Union und SPD schließen einen Kompromiss beim Staatsangehörigkeitsrecht. Vor allem Deutschtürken bleiben weiterhin benachteiligt.

Ein Pass? Zwei Pässe? Ein Seepferdchen-Abzeichen ist manchem wichtiger. Bild: dpa

BERLIN taz | Kenan Kolat zeigte sich „sehr enttäuscht“. „Die SPD hat ihr Wort nicht gehalten“, sagte der Vorsitzende der Türkischen Gemeinde in Deutschland zu dem Kompromiss, auf den sich die Spitzen von SPD und Union bei der doppelten Staatsbürgerschaft in letzter Minute geeinigt haben.

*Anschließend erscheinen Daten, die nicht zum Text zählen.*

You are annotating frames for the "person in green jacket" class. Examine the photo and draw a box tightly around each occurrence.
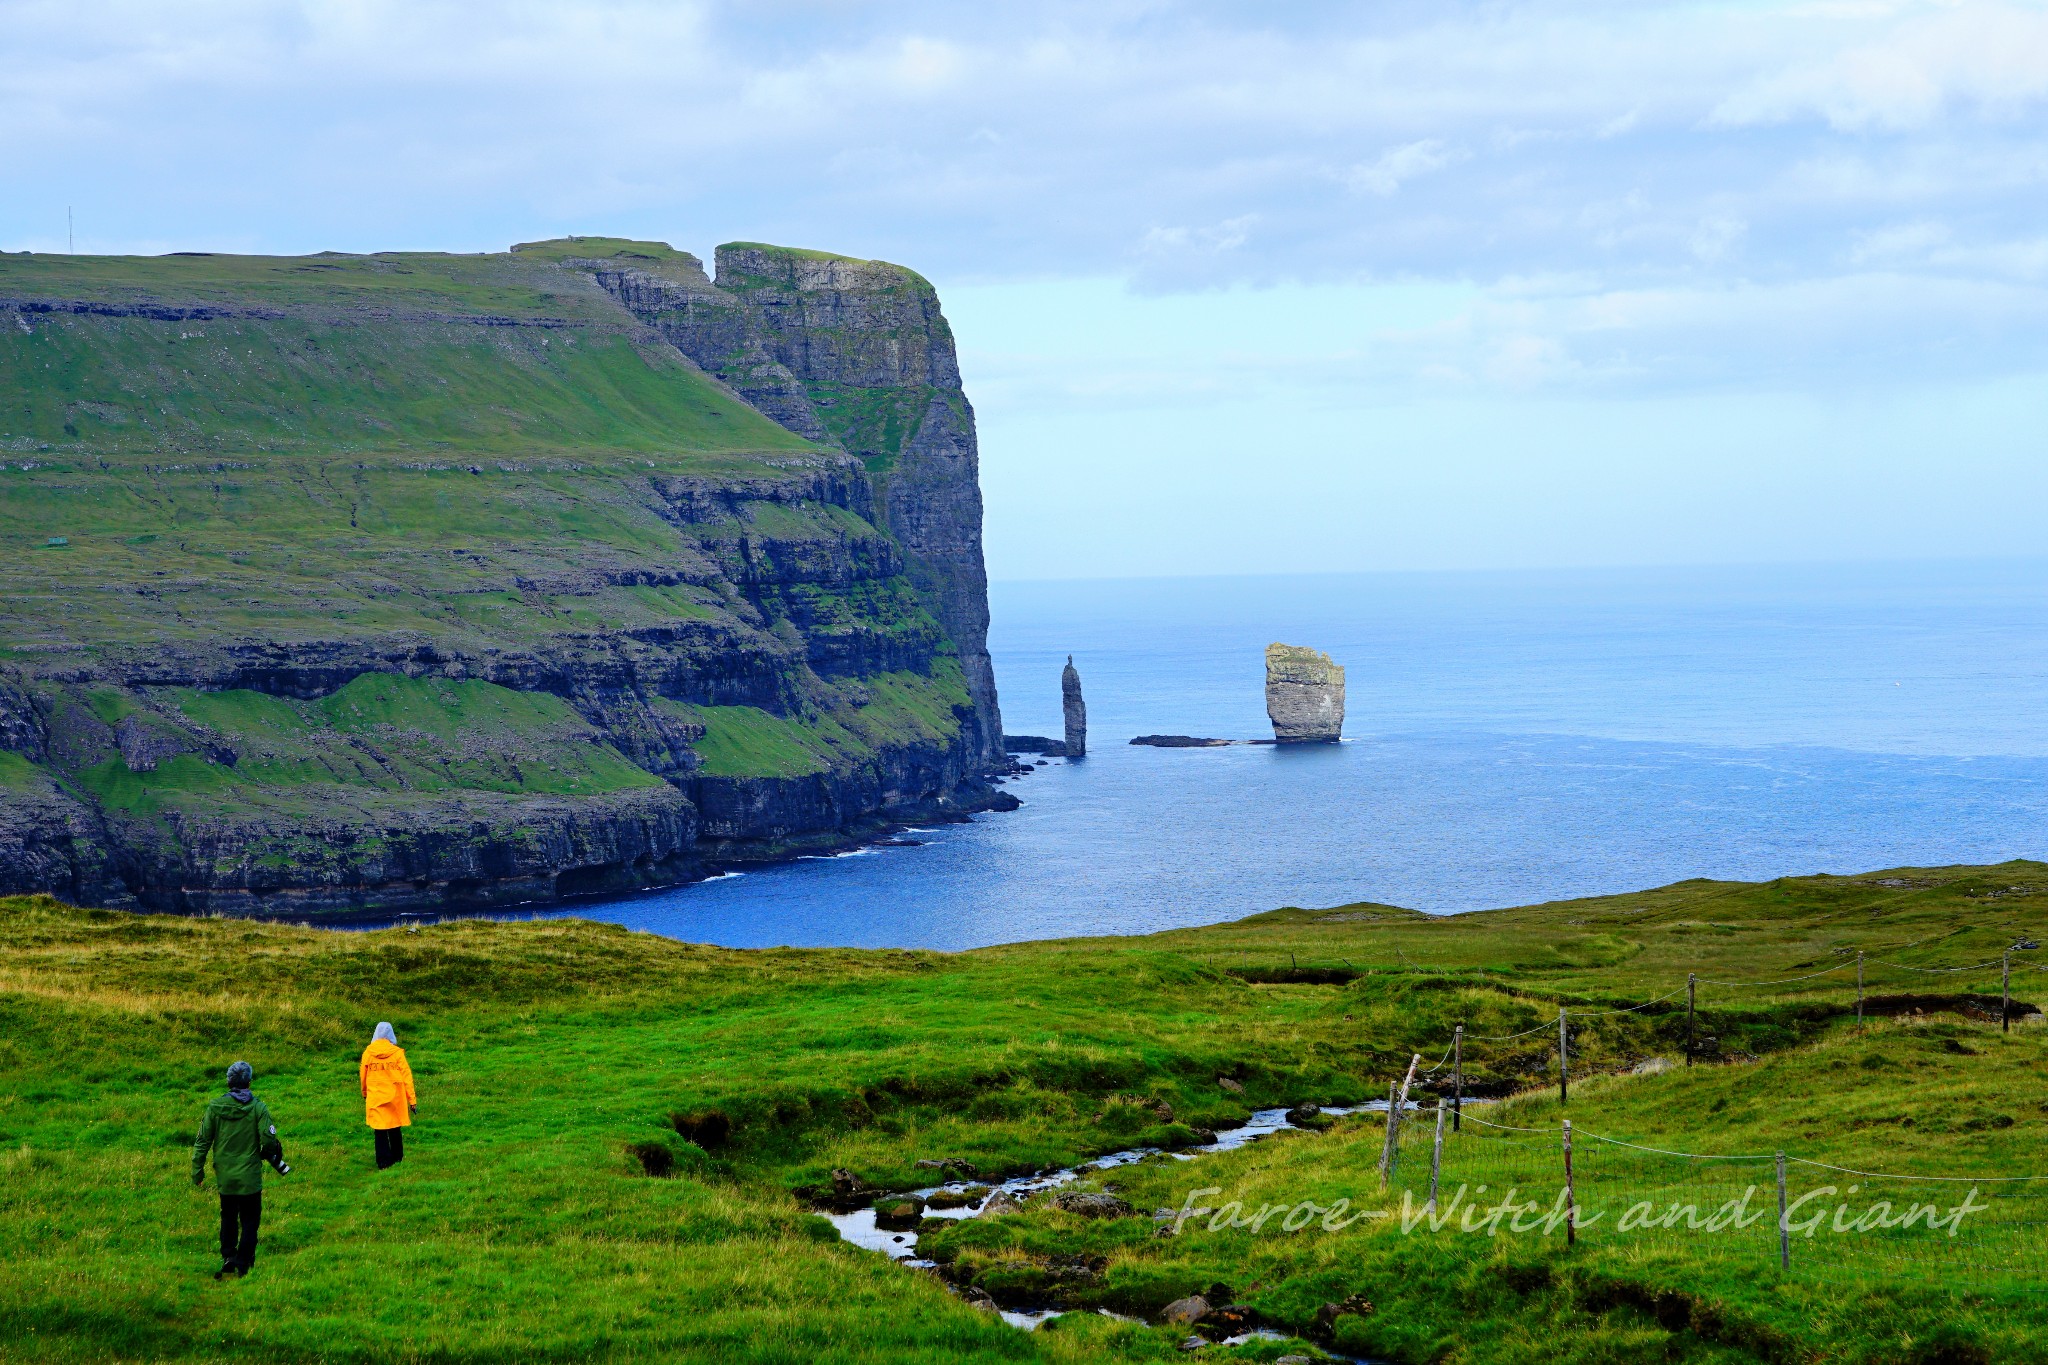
[191,1060,288,1279]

Zwar sei es ein Fortschritt, dass Kinder ausländischer Eltern künftig ihr Leben lang zwei Pässe behalten dürfen. Aber für die Generation ihrer Eltern und Großeltern, die sich einbürgern lassen wollten, ändere sich nichts. „Die Eltern und Großeltern haben für dieses Land viel getan. Es wäre eine Anerkennung dieser Lebensleistung gewesen“, sagte Kolat, der auch SPD-Mitglied ist. „Ich persönlich werde bei der Mitgliederbefragung deshalb mit Nein stimmen“, sagte er der taz.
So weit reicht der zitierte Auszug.